For that, we'll use the `sparkContext`, which

* is the driver
* can define job (read inputs, transform, group, etc)
* constructs DAG
* schedules tasks on the cluster

In [ ]:
import org.apache.spark._
import org.apache.spark.SparkContext._
import org.apache.spark.rdd._

val dta:RDD[Int] = sparkContext.textFile("/Users/wtnull/Downloads/analysis/beijinghouse.csv")
                               .map(_.size)
                               .distinct

<console>:42: error: not found: value sparkContext
       val dta:RDD[Int] = sparkContext.textFile("/Users/wtnull/Downloads/analysis/beijinghouse.csv")
                          ^


**MappedRDD** is actually an instance of `RDD[Int]` that will contain the distinct sizes of the lines.

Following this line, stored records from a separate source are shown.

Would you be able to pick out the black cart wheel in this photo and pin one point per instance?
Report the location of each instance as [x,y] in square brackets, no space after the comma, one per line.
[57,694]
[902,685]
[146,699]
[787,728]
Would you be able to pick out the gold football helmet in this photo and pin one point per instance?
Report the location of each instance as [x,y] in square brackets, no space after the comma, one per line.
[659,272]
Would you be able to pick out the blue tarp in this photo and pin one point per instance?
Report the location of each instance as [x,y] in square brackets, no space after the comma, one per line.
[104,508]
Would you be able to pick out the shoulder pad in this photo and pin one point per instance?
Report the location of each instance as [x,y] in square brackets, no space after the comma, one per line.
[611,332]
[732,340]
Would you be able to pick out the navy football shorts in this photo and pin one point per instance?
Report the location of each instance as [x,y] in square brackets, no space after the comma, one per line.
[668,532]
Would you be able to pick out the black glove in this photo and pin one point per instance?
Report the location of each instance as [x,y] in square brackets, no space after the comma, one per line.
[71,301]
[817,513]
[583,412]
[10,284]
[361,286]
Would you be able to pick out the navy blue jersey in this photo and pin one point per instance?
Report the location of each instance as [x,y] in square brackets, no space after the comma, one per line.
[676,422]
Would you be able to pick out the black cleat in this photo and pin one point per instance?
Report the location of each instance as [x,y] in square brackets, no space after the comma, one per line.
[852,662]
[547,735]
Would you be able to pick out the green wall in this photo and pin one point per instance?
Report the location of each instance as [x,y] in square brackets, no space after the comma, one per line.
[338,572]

_Note_: there is NO computations happening! → [see UI](http://localhost:4040/stages/)

-----

### Now we can use the size for fancy operations like grouping per last digit

In [ ]:
val rdd1:RDD[(Int, Iterable[Int])] = dta.groupBy(_ % 10)

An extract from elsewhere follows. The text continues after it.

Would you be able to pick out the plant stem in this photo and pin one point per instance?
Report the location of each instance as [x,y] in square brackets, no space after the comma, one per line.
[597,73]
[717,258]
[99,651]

<console>:67: error: not found: value dta
       val rdd1:RDD[(Int, Iterable[Int])] = dta.groupBy(_ % 10)
                                            ^


### But we can also get rid of even sizes (... non trivially...), then _tupling_ with some other computations

In [ ]:
val rdd2 = dta.map(_ + 1)
              .filter(_ % 2 == 0)
              .map(x => (x%10, x*x))

-----

### We can combine distributed datasets into single ones, by _joining_ them for instance.

In [ ]:
val joined = rdd1.join(rdd2)

_Note (again)_: still nothing done on the cluster up to here → [see ui](http://localhost:4040/stages/)

-----

#### Now we ask the cluster to do the whole thing: Action

In [ ]:
joined.take(10).toList.mkString("\n")

_Note (yeah)_: NOW there were some computations in the cluster → [see stages](http://localhost:4040/stages/) and [see tasks](http://localhost:4040/stages/stage/?id=3&attempt=0)

-----

## But what just happened?

### First Spark created a DAG based on the job definition

In [ ]:
joined.toDebugString

### Then it scheduled it to the executors in the cluster <small>only one when running in local mode<small>

We can check the <strong>Total tasks</strong> activity in the [UI](http://localhost:4040/executors/)

-------

## Now we will prepare the dataset and then using it several times

So we'll read a file about stock price per day, so let's create a type holding relevant data.

In [ ]:
case class Quote(stock:String, date:String, price:Double) extends java.io.Serializable

The file will contain lines like:
``` 
ASTE,2011-12-06,33.93
ASTE,2012-03-14,36.84
```

Let's download the data first

In [ ]:
import sys.process._
"mkdir -p /tmp/data"!!

if (!new java.io.File("/tmp/data/closes.csv").exists)
  "wget https://s3-eu-west-1.amazonaws.com/spark-notebook-data/closes.csv -O /tmp/data/closes.csv"!!

In [ ]:
:sh du -h /tmp/data/closes.csv

In [ ]:
val closes:RDD[Quote] = sparkContext.textFile("/tmp/data/closes.csv")
                                   .map(_.split(",").toList)
                                   .map{ case s::d::p::Nil => Quote(s, d, p.toDouble)}

We have date, so we can group stock prices per day

In [ ]:
val byDate = closes.keyBy(_.date)

Now we can compute the minimum stocks per date

In [ ]:
def minByDate = byDate.combineByKey[(String, Double)](                                                                                           // `def` to force spark recomputing... otherwise it's smart enough to reuse previous RDDs...
  (x:Quote) => (x.stock, x.price), 
  (d:(String, Double), l:Quote) => if (d._2 < l.price) d else (l.stock, l.price),
  (d1:(String, Double), d2:(String, Double)) => if (d1._2 < d2._2) d1 else d2
)

In [ ]:
<pre>{minByDate.take(2).toList.mkString("\n")}</pre>

It took ~2 seconds (in local[8] and 24G of RAM)

In [ ]:
<pre>{minByDate.take(2).toList.mkString("\n")}</pre>

Once again.... 2 seconds!!!

#### Solution: caching!

In [ ]:
val maxByDate2 = byDate.combineByKey[(String, Double)](
  (x:Quote) => (x.stock, x.price), 
  (d:(String, Double), l:Quote) => if (d._2 > l.price) d else (l.stock, l.price),
  (d1:(String, Double), d2:(String, Double)) => if (d1._2 > d2._2) d1 else d2
)

maxByDate2.cache()

Ask some data

In [ ]:
<pre>{maxByDate2.take(2).toList.mkString("\n")}</pre>

**Go to [UI](http://localhost:4040/storage/)**

In [ ]:
<pre>{maxByDate2.take(2).toList.mkString("\n")}</pre>

**BLAZING FAST** => Reuses the cache!